I wanted to share how I have set up a 60L jacketed beer kettle for cheesemaking. I have read lots of forum posts and post where people asked how to do this and others made suggestions, but never a post where someone took the time to explain their solution. I wanted to share my experience so someone else in the future has a starting point. I have described each of the problems I have come across and how I have solved them. Please note how things are set up now is essentially my proof of concept and I will improve things and set things up in a more permanent solution when I can.

The kettle has a drain valve in the bottom that has a 3-way T piece. The drain pipe is ¾” pipe with 2 ¾” BSP threads, and 1 sanitary dairy connection. I have temporarily caped 2 of these. On the third I have installed a 2-inch tri clover valve. My plan is to have this pipe cut back and a tri clover fitting to be welded on the pipe to fit the drain valve to.

To block the drain in the kettle to prevent milk entering the drain valve I have an 18-32mm high temperature silicon bung that I have inserted as a stopper. I have test stirred and hit this and it is very secure.

As I need to make cheese in the kitchen currently, I need to be able to move the cheese vat into the house and back into the garage for storage. I have placed the cheese vat on a trolley. (purchased from a large chain hardware store).

To heat the Vat I have set up a semi closed loop system. I have made a small open buffer tank using 100mm storm water pipe with a cap on the bottom and a tank outlet with a 3-way valve fitted. This buffer tank feeds directly into a mag drive pump which is capable of pumping up to 19lpm at 120-degree C depending on head pressure. The pump is a Keg King Mk11 brewing pump. ( An Australian home brewing supply shop).

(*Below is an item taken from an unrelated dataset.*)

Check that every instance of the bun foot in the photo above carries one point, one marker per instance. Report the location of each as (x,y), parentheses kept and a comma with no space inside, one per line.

The pump feeds water into a vertically orientated RIMS heating tube with a 1800W water heating element with a temperature probe on the top. From the RIMS tube water is pumped into the bottom of the kettle through the kettle and returns to the top of the break tank. I choose an 1800w element as I didn’t want to overload the house circuit and pull down too many Amps. I believe I could probably get away with a 2000 or 2200w element.

The jacket and loop is approximately 23-25litres depending on how full the buffer tank is.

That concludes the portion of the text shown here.